By sharing three different incidents of gender-based violence she endured, Brooke hopes to throw a life line to teens who struggle with similar situations and that they will find comfort in the fact that they are not alone.
She also hopes that others might learn from her experiences and tread with caution.
She was too young to remember her dad's violent outbursts at the time, but when she learned as a teenager why they had to leave home, it did affect her.
"At first I was angry, but then I found out a bit about his history. His parents abused him and he didn't get the help at that point that he should have. After we left, he did actually get help," she said during an open-hearted interview last week.
"My mom was a huge inspiration for me. I was raised by a strong woman, and that shaped who I am. Seeing what she has had to overcome, and everything that she's given my sister and me regardless of what she has had to face, that was a huge inspiration for me.
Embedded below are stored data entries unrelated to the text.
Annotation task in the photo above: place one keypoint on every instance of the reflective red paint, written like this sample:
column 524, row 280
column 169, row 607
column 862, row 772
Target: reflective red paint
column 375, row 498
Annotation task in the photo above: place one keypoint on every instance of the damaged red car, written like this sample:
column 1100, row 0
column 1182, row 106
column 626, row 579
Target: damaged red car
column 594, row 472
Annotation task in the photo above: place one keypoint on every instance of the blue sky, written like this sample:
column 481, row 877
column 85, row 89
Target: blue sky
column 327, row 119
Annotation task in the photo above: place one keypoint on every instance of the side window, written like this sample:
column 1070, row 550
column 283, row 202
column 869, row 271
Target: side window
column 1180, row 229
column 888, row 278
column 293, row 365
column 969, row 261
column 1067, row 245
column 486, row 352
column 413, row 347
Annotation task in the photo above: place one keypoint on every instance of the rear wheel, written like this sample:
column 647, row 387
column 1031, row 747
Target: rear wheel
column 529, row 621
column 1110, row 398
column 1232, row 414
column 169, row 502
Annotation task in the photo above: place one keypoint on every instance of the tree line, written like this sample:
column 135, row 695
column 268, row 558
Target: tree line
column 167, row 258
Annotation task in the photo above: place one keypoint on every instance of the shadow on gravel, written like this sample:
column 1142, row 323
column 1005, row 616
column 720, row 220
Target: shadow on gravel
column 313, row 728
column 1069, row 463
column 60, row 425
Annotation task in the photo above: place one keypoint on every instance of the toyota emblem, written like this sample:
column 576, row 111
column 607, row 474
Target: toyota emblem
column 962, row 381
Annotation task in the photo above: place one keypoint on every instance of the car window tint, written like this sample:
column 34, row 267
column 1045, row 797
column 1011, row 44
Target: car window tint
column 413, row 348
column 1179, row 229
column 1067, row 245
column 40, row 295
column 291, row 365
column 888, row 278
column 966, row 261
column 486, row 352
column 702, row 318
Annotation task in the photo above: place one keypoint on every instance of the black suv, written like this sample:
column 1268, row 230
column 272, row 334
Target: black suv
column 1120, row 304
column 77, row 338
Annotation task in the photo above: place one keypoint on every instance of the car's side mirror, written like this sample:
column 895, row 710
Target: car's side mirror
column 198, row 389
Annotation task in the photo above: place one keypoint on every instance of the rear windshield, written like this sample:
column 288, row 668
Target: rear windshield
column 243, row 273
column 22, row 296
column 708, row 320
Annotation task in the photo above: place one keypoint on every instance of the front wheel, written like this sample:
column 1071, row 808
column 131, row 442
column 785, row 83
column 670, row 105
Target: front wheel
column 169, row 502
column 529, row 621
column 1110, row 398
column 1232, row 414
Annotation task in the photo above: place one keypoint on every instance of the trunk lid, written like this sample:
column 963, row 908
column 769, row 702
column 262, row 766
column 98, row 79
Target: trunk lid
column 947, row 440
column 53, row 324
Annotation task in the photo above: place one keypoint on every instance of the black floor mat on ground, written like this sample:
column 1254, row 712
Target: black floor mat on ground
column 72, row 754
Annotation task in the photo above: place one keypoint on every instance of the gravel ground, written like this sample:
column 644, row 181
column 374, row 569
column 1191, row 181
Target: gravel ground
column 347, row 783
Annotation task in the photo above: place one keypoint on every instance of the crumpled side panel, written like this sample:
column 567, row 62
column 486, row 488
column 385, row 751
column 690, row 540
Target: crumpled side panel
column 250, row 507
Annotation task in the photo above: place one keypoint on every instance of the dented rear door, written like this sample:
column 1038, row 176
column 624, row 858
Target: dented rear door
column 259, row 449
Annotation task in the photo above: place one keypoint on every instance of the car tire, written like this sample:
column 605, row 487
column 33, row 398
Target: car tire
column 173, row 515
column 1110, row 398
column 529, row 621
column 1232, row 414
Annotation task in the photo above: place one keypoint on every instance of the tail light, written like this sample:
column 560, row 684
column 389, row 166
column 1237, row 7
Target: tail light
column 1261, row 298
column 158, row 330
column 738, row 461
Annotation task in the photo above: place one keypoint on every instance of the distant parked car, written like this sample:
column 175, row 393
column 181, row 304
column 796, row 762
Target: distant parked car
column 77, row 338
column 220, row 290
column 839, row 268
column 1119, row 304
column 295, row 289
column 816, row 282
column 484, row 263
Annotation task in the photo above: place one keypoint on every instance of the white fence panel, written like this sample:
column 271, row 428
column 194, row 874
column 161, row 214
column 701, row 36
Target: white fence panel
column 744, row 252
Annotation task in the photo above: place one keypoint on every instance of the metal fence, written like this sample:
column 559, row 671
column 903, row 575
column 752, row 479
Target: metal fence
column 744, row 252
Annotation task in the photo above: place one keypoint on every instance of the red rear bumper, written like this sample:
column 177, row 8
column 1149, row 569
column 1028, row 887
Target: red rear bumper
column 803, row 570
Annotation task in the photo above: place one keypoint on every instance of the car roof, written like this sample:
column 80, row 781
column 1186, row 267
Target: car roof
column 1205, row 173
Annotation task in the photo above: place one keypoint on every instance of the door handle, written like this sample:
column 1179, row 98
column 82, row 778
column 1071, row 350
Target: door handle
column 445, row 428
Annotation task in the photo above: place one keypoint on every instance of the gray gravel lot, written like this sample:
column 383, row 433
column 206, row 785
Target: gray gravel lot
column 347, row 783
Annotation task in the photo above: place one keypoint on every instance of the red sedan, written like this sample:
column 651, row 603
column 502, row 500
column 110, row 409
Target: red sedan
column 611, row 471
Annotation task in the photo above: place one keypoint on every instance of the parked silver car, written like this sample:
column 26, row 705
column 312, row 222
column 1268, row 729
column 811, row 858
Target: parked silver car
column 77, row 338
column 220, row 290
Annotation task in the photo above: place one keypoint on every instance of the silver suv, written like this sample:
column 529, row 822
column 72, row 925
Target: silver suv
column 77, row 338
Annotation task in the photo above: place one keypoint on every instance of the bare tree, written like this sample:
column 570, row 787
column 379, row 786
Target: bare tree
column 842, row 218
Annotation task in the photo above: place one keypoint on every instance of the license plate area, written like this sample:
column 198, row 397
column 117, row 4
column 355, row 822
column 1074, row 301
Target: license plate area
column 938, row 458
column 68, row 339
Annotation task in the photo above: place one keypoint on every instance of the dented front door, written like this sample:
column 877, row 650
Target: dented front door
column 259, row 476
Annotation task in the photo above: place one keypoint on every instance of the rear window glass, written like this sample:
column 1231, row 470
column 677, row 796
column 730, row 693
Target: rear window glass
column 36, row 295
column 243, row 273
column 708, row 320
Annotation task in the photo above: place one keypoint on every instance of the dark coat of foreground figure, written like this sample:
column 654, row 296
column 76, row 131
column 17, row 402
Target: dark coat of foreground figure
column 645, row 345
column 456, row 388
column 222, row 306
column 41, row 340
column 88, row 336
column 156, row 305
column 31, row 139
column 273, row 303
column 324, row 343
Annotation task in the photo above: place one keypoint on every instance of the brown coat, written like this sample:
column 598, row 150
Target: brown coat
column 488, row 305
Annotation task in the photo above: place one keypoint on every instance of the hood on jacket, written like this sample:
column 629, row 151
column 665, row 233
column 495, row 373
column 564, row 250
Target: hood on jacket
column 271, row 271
I also find strength in my husband's love and our church - Hope Church.
"My husband showed me what fatherhood is all about, the way he plays and interacts with our children. It also shows me how much I've missed out on."
The bathroom
Brooke's mom was also a teacher at York High. She taught hockey and Brooke spent many hours on the side of the field. "I was ten when it happened," said Brooke.
"She was at the far field and had sent me to the bathroom by myself. A worker saw me going to the bathroom and locked the door behind me. I started panicking and screaming and luckily the cleaning lady overheard and helped me.
"I remember her shouting at him. My assumption would be that he was waiting for the right moment to sneak in, when no one was looking. I ran back to the field where my mom was. Now, in retrospect, I look back and wish that we had reported it. Who knows what that man has been doing since then?"
Varsity
Brooke's third incident of GBV happened when they went out one night. "I was staying at one of my friends' holiday home. I got really drunk one night and they put me to bed. At some point someone got into the bed with me.
"I knew the guy so I thought he was looking for a place to sleep. But I realised soon after that he wanted to take advantage of the situation.
"I couldn't physically push him off because I was too intoxicated, but I remember clearly saying 'no, no, leave me'. I can't remember anything after that. The next morning, I heard from my friends that he was going around bragging that we had slept together. I was a virgin. At first, I didn't believe that it happened, but my friends convinced me to go the chemist for a morning after pill, just in case.
"In his defence, we've been 'vibing' (flirting), but that is no excuse for what he did. I spoke to him two weeks later, shouting at him, not giving him a chance to say anything back. He did text me after that saying he is sorry that he'd hurt me, and that he hadn't known I was a virgin. As if that had anything to do with anything. I never spoke to him again. I didn't press any charges, but should have.
"For a long time I was thinking it was maybe my fault, because I was drunk and shouldn't have put myself in that situation, and we had been flirting... I didn't want to tell anyone what had happened. I was nineteen. I had wanted to keep my virginity for marriage and was so ashamed. It was embarrassing.
"You think you are with your friends and in a safe space. It was a friend of one of my friends' older siblings. It was only years later, after I've met my husband at church, that I had the confidence to share my story."
Brooke's tips to youngsters
- Gossip is the easy route. If what you have to say is more harmful than helpful, don't say it. We often know only a small part of someone's life.
- It is hard to forgive people that have hurt you, and sometimes it is not excusable. But when we choose to release people of what they have done to us, it actually helps us. If I choose to hang on to hurt and frustration about the fact that my dad was not there for me because of the decisions he made, I am just going to walk around carrying a heavy burden.
- Don't let the issue linger when you've been a victim of a rape. Address the matter as soon as possible and report it. Even if it is just to let the person know that what they have done is not okay. If a girl flirts with a guy, it is not an invitation for him to do with her whatever he wants.
- I want to encourage girls to live unashamed. Be confident and wise and know that you have every right to stand up for yourself. And to stand up and protect your friends.